The first reason the GOP is pushing for such an unpopular piece of legislation is what might be called the conservative establishment. This loosely connected network of activists and talk show hosts has been whipped into a frenzy for seven years about the horrors of Obamacare. Failing to give them some sizable piece of legislation that they could call "repeal" will engender media attacks and primary challenges.

Party officials are also worried that if Republicans can't manage to achieve some sort of repeal, this will turn off many reliably conservative voters in the upcoming 2018 midterm elections. That matters because, thanks to President Donald Trump, the Democratic base is highly energized. If Republicans can’t get their own team to show up for the vote, they could face heavy losses.

The second pressure on the GOP is its donors.
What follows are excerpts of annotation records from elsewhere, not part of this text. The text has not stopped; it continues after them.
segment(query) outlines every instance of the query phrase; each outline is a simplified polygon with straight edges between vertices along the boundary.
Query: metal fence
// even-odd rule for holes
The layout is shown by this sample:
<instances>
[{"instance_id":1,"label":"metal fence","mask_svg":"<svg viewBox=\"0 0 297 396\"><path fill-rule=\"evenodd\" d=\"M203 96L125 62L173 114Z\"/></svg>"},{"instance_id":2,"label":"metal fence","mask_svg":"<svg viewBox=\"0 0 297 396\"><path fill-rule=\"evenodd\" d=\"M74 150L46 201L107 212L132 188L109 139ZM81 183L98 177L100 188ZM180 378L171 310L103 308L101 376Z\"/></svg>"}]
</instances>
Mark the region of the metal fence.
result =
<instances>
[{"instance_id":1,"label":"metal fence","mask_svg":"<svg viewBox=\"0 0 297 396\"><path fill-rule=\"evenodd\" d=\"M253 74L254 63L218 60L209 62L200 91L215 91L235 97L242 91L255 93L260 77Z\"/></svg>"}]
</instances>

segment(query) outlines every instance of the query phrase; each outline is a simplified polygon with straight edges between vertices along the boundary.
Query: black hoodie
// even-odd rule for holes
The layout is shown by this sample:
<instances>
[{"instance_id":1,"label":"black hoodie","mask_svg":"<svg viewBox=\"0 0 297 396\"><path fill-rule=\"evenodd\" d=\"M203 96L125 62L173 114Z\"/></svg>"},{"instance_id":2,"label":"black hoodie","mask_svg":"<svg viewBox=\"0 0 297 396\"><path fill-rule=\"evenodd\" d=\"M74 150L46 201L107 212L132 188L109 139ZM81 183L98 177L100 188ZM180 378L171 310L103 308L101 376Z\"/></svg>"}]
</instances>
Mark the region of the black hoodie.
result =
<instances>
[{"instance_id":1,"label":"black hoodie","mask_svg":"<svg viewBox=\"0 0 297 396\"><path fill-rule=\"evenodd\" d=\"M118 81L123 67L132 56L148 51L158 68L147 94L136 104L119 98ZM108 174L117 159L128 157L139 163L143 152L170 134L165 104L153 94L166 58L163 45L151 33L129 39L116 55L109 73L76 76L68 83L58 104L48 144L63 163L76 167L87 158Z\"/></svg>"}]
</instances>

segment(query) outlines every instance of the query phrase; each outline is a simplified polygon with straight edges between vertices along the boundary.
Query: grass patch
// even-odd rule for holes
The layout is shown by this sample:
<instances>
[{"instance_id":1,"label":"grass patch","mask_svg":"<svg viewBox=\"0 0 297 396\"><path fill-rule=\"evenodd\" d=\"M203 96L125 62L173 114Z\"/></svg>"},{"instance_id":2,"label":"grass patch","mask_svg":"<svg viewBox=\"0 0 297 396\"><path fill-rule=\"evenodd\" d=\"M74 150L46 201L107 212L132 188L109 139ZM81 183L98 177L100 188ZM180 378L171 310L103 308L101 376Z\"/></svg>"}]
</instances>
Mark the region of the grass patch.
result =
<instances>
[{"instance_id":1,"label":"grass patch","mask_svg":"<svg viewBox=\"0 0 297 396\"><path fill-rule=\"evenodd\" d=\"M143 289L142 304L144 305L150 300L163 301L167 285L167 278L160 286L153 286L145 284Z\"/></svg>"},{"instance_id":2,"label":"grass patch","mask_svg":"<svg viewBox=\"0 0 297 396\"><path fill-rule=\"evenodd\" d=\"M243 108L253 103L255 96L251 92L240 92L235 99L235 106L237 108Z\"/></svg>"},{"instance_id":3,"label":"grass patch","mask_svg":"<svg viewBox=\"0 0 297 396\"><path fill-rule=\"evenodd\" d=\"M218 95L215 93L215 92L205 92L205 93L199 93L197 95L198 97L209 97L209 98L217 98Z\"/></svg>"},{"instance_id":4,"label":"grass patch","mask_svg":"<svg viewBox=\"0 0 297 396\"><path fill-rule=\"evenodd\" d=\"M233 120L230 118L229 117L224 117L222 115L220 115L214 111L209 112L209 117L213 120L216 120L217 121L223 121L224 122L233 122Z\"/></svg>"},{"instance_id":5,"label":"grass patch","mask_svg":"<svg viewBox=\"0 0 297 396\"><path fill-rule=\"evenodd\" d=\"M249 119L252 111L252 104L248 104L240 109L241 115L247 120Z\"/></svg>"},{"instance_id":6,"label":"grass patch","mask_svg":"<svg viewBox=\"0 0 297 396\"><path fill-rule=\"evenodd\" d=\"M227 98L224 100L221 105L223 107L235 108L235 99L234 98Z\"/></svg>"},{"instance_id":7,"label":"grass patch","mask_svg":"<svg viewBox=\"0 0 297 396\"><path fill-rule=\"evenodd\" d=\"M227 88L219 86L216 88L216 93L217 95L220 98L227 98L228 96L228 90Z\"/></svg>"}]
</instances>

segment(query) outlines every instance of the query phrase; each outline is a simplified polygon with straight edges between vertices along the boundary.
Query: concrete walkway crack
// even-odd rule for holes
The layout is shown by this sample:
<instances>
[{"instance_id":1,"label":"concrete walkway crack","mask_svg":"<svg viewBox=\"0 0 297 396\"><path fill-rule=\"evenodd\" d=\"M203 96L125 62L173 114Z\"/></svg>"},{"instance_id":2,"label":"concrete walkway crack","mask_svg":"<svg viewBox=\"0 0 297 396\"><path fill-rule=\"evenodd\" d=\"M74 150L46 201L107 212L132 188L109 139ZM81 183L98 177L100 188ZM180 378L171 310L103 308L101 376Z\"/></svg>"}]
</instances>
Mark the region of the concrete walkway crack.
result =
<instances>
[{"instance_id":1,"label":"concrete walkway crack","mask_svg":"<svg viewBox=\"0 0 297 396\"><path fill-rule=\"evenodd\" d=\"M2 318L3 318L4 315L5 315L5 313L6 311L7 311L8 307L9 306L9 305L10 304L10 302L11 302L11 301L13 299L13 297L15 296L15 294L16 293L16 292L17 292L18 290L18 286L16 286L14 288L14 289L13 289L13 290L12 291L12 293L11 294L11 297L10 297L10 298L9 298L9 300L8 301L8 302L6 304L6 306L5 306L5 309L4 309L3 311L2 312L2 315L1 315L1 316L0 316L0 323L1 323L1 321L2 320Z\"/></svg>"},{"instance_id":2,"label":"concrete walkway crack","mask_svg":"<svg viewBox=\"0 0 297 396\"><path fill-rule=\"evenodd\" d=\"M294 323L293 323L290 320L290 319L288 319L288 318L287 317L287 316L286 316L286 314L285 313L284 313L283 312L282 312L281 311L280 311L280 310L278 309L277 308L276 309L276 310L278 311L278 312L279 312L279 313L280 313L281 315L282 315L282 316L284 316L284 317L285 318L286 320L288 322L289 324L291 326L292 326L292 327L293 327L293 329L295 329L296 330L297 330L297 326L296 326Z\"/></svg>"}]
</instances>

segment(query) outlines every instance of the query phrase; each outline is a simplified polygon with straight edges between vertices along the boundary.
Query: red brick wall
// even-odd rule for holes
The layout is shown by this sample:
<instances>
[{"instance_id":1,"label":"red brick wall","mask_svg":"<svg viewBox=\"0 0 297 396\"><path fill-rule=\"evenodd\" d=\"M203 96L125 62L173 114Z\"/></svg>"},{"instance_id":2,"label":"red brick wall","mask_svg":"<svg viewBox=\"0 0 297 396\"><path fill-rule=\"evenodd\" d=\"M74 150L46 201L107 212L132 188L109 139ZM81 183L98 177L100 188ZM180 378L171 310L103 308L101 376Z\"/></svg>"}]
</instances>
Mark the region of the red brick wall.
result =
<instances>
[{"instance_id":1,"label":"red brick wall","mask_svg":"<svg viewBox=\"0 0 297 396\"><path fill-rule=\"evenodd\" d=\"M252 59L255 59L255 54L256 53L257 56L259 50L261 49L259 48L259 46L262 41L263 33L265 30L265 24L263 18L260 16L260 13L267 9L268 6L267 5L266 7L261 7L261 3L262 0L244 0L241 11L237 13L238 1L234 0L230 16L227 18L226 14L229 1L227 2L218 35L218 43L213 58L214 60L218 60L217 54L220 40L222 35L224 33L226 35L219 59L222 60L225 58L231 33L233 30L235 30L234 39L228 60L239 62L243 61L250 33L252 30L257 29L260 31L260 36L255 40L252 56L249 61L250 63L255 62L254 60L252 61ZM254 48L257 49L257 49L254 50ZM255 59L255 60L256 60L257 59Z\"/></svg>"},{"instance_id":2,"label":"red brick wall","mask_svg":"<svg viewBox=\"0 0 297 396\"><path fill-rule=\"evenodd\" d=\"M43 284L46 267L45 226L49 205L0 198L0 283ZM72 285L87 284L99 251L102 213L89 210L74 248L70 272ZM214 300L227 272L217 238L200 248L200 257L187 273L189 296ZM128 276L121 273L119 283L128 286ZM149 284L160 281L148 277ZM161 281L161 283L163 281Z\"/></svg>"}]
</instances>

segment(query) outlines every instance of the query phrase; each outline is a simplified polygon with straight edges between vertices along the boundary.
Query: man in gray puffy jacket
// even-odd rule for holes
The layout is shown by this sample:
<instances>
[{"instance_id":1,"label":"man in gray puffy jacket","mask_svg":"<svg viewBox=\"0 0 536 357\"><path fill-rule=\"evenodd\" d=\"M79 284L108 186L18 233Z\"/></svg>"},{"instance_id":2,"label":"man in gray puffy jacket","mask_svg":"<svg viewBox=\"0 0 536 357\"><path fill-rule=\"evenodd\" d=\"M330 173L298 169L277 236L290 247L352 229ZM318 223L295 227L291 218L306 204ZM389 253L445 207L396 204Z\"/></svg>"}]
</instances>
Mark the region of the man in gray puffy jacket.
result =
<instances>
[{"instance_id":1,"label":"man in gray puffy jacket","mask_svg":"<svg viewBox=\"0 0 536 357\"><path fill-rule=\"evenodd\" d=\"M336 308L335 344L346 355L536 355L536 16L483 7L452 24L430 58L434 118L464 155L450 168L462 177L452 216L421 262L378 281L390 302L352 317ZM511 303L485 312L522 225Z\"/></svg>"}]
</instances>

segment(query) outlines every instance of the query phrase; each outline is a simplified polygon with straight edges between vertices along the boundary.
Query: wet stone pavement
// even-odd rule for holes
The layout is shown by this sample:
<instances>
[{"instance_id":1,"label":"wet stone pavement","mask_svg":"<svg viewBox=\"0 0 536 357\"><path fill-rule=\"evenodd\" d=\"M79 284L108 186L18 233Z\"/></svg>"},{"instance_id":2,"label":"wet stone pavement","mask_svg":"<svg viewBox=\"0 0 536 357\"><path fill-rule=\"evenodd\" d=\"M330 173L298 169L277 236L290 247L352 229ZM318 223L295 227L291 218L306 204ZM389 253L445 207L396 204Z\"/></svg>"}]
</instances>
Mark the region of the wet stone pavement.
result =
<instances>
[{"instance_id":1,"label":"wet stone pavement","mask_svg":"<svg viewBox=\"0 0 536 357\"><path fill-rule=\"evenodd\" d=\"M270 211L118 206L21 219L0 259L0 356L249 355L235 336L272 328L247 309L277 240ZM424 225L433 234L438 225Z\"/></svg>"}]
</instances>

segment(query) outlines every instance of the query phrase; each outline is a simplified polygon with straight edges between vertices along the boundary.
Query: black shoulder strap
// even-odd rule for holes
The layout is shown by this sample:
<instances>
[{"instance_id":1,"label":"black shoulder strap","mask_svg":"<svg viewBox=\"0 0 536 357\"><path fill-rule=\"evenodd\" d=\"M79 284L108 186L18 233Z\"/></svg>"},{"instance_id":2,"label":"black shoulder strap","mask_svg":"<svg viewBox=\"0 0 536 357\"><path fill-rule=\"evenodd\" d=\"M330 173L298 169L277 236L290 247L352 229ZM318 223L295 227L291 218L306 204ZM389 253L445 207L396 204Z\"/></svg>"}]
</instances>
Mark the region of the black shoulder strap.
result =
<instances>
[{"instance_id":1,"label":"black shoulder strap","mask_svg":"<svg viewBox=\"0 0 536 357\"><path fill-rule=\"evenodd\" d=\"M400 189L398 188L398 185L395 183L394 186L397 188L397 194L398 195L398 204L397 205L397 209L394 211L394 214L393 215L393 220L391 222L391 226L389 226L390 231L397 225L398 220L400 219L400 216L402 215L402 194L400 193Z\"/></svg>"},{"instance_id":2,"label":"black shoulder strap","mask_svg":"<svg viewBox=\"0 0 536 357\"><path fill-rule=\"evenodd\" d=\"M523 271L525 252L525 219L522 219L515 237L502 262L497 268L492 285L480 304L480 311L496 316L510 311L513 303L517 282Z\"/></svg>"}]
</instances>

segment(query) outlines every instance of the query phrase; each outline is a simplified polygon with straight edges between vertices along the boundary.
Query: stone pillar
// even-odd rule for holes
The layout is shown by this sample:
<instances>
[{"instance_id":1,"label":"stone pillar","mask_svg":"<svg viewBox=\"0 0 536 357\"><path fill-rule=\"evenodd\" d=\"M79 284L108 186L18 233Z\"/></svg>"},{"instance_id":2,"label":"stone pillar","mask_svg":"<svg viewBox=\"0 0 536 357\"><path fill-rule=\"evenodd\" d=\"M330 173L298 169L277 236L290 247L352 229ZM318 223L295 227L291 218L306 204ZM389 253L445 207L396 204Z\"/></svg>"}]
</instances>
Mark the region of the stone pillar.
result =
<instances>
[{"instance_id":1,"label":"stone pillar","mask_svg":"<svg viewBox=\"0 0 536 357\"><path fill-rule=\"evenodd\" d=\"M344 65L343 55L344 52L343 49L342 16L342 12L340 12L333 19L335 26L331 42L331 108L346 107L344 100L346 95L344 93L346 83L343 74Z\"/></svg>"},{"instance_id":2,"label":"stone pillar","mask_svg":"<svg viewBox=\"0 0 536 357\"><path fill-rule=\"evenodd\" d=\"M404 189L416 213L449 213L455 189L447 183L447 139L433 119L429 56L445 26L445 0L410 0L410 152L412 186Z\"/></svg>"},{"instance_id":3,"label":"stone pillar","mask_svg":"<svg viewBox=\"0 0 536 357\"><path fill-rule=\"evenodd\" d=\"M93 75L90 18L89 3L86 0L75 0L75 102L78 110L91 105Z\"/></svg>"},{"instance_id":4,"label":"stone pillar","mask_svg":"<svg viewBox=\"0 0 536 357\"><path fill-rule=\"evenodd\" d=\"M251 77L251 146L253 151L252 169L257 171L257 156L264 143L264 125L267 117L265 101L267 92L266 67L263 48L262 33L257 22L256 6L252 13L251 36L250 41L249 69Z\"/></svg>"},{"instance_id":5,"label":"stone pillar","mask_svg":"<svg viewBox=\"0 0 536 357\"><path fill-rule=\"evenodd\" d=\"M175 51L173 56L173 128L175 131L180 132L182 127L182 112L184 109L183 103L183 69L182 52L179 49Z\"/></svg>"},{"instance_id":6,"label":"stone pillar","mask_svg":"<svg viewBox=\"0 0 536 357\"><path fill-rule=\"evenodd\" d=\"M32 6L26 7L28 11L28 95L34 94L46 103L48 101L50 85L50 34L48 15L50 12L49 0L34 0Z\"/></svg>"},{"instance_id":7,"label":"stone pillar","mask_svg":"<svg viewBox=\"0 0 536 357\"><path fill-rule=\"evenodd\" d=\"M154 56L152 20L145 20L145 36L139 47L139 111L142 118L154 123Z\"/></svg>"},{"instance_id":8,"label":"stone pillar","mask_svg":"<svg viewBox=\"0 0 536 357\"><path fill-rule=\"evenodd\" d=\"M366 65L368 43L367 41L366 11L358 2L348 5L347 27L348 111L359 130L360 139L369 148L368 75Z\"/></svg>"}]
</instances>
At a conference last week sponsored by billionaire brothers David and Charles Koch, several of the Republican Party's largest benefactors flat-out threatened to close the money spigot unless Republicans in Washington pass major legislation on health care and taxes.

A third reason why congressional Republicans might pass a bill that could well endanger their own re-election prospects is their sheer ignorance of political reality. According to a 2013 academic paper, GOP elected officials think their constituents are much more conservative than they really are. In fact, according to the study, nearly half of all the Republican politicians surveyed believed their voters were more conservative than those found in the furthest-right political districts in the country.

A final reason why Republicans are sure to press forward with some kind of health care bill, after they lick their wounds and return from the July 4 recess, is that most of the spending cuts in the Senate and House bills will affect people on Medicaid. The Senate’s bill, for example, reduces the program’s budget by $772 billion. In the GOP mythos, most of the individuals on Medicaid are poor people in big cities who are likely to vote for Democrats. Lowering Medicaid payments, in the minds of these Republicans, is merely taking money away from lazy slackers who don't deserve public assistance.

White House adviser Kellyanne Conway perfectly illustrated this attitude in a Monday morning interview on “Fox & Friends,” suggesting that the only people on Medicaid are people who choose not to work.

“Medicaid is intended for the poor, the needy and the sick,” she said. “So if you have an able-bodied American who again is not poor, sick, needy  —  we’re not talking about the elderly who benefit, the children, the pregnant women, the disabled  —  if you’re able-bodied and you would like to go find employment and have employer-sponsored benefits, then you should be able to do that, and maybe you belong, as [Health and Human Services] Secretary [Tom] Price has made clear, in other places.”

As was true in the case about how conservative the typical voter is, however, reality is different from Republican perception. According to the Kaiser Family Foundation, 59 percent of adults on Medicaid have jobs. About 80 percent are part of a working family. Many of the remainder of people on Medicaid are people who cannot work, such as individuals in retirement homes.

Even worse for the GOP is that many Medicaid recipients are Republican voters.

Combined with Republicans' ideological urge to cut government spending, these four factors explain why the GOP is going down a path that can only be described as suicidal. In 2010 the right widely mocked then-House Speaker Nancy Pelosi for claiming that Americans would grow to like the Affordable Care Act once it was passed. As it turns out, she was correct. The inverse is likely to happen with the Better Care Reconciliation Act, assuming it ever is passed by Congress. But because conservatives have such a distorted view of political reality, they can’t see the train  coming.

In the end, McConnell may opt to take a short-term hit from the right's outrage machine rather than risk his Senate majority. But there are plenty of reasons he might not be able to.